Re: [PATCH v4] sctp: fix refcount bug in sctp_wfree
From: Marcelo Ricardo Leitner
Date: Wed Mar 25 2020 - 23:22:59 EST
On Thu, Mar 26, 2020 at 09:30:08AM +0800, Qiujun Huang wrote:
> On Thu, Mar 26, 2020 at 8:14 AM Marcelo Ricardo Leitner
> <marcelo.leitner@xxxxxxxxx> wrote:
> >
> > On Sun, Mar 22, 2020 at 05:04:25PM +0800, Qiujun Huang wrote:
> > > sctp_sock_migrate should iterate over the datamsgs to modify
> > > all trunks(skbs) to newsk. For this, out_msg_list is added to
> >
> > s/trunks/chunks/
>
> My :p.
>
> >
> > > sctp_outq to maintain datamsgs list.
> >
> > It is an interesting approach. It speeds up the migration, yes, but it
> > will also use more memory per datamsg, for an operation that, when
> > performed, the socket is usually calm.
> >
> > It's also another list to be handled, and I'm not seeing the patch
> > here move the datamsg itself now to the new outq. It would need
> > something along these lines:
>
> Are all the rx chunks in the rx queues?
Yes, even with GSO.
>
> > sctp_sock_migrate()
> > {
> > ...
> > /* Move any messages in the old socket's receive queue that are for the
> > * peeled off association to the new socket's receive queue.
> > */
> > sctp_skb_for_each(skb, &oldsk->sk_receive_queue, tmp) {
> > event = sctp_skb2event(skb);
> > ...
> > /* Walk through the pd_lobby, looking for skbs that
> > * need moved to the new socket.
> > */
> > sctp_skb_for_each(skb, &oldsp->pd_lobby, tmp) {
> > event = sctp_skb2event(skb);
> >
> > That said, I don't think it's worth this new list.
>
> About this case:
> datamsg
> ->chunk0 chunk1
> chunk2
> queue ->transmitted ->retransmit
> ->not in any queue
We always can find it through the other chunks, otherwise it's freed.
>
> Also need to maintain a datamsg list to record which datamsg is
> processed avoiding repetitive
> processing.
Right, but for that we can add a simple check on
sctp_for_each_tx_datamsg() based on a parameter.

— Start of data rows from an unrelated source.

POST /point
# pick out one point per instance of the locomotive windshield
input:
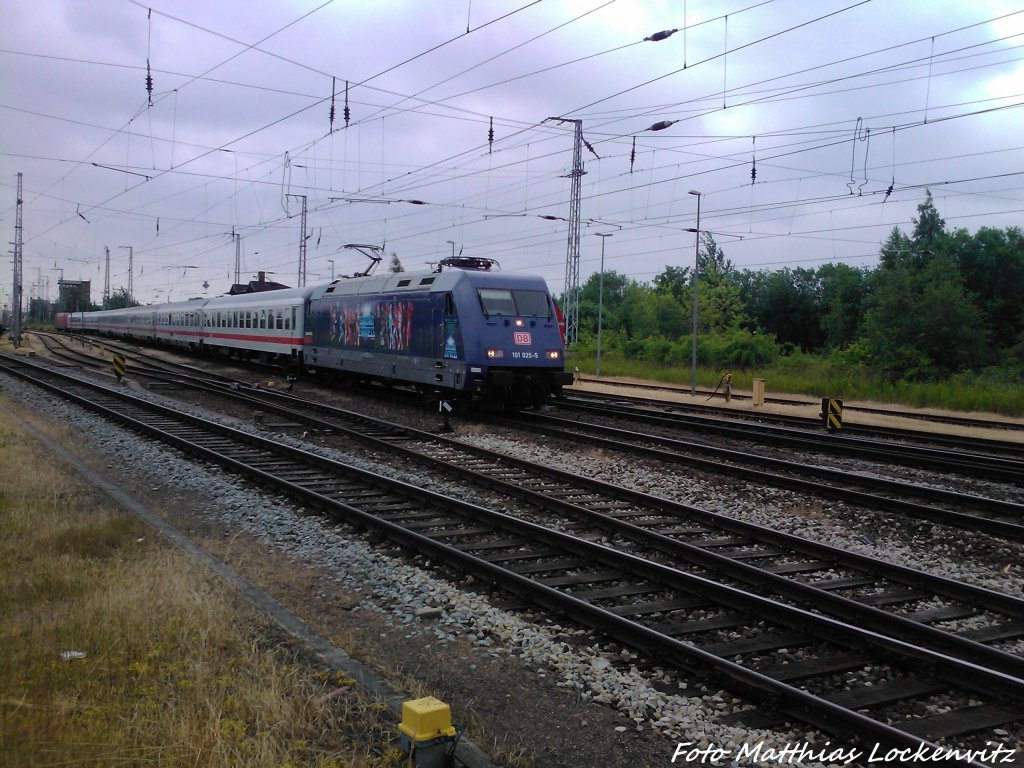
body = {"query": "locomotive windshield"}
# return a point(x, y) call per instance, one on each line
point(519, 303)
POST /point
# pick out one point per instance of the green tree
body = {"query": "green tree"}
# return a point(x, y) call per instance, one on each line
point(923, 324)
point(928, 226)
point(843, 299)
point(786, 304)
point(992, 264)
point(674, 281)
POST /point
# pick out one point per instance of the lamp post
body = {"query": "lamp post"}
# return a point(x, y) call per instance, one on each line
point(693, 331)
point(600, 303)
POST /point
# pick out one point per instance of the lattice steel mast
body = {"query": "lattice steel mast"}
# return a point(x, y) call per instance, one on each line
point(15, 331)
point(570, 298)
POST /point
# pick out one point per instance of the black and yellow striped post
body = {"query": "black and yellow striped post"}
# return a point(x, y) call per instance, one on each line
point(832, 413)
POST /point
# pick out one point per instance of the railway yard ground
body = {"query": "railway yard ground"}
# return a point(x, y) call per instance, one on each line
point(175, 669)
point(516, 712)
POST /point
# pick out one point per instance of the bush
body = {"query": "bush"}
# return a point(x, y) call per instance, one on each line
point(737, 348)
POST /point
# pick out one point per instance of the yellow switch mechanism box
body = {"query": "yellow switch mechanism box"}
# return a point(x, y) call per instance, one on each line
point(426, 718)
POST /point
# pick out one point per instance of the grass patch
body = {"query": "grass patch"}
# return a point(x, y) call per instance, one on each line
point(174, 670)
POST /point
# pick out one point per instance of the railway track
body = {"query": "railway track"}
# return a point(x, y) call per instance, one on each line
point(1003, 518)
point(900, 413)
point(701, 626)
point(996, 460)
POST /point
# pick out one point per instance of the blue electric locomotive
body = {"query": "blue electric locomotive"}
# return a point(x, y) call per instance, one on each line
point(462, 331)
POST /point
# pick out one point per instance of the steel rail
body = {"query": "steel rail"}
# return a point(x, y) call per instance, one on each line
point(938, 418)
point(1005, 448)
point(999, 468)
point(621, 440)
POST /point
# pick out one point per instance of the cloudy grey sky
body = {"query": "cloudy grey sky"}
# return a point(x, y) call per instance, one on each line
point(832, 101)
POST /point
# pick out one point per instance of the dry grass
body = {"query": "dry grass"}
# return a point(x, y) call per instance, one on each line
point(176, 671)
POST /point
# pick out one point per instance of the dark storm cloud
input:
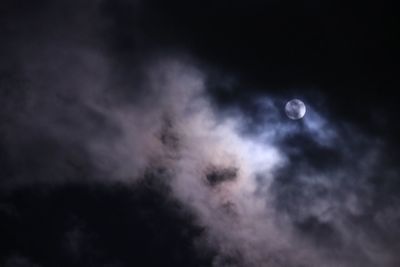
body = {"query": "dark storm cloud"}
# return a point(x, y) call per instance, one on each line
point(120, 146)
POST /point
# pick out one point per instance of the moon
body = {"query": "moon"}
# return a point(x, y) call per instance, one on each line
point(295, 109)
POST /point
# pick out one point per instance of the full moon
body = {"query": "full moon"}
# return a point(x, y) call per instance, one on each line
point(295, 109)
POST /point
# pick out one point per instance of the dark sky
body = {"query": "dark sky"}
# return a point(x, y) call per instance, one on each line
point(153, 133)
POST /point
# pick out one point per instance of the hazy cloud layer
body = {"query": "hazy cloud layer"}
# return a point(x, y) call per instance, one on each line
point(267, 192)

> So, list it to outq. Maybe it will be used sometime.
We can change it when the time comes. For now, if we can avoid growing
sctp_datamsg, it's better. With this patch, it grows from 40 to 56
bytes, leaving just 8 left before it starts using a slab of 128 bytes
for it.
The patched list_for_each_entry() can/should be factored out into
__sctp_for_each_tx_datachunk, whose first parameter then is the queue
instead the asoc.
---8<---
diff --git a/net/sctp/socket.c b/net/sctp/socket.c
index fed26a1e9518..62f401799709 100644
--- a/net/sctp/socket.c
+++ b/net/sctp/socket.c
@@ -148,19 +148,30 @@ static void sctp_clear_owner_w(struct sctp_chunk *chunk)
}
static void sctp_for_each_tx_datachunk(struct sctp_association *asoc,
+ bool clear,
void (*cb)(struct sctp_chunk *))
{
+ struct sctp_datamsg *msg, *prev_msg = NULL;
struct sctp_outq *q = &asoc->outqueue;
+ struct sctp_chunk *chunk, *c;
struct sctp_transport *t;
- struct sctp_chunk *chunk;
list_for_each_entry(t, &asoc->peer.transport_addr_list, transports)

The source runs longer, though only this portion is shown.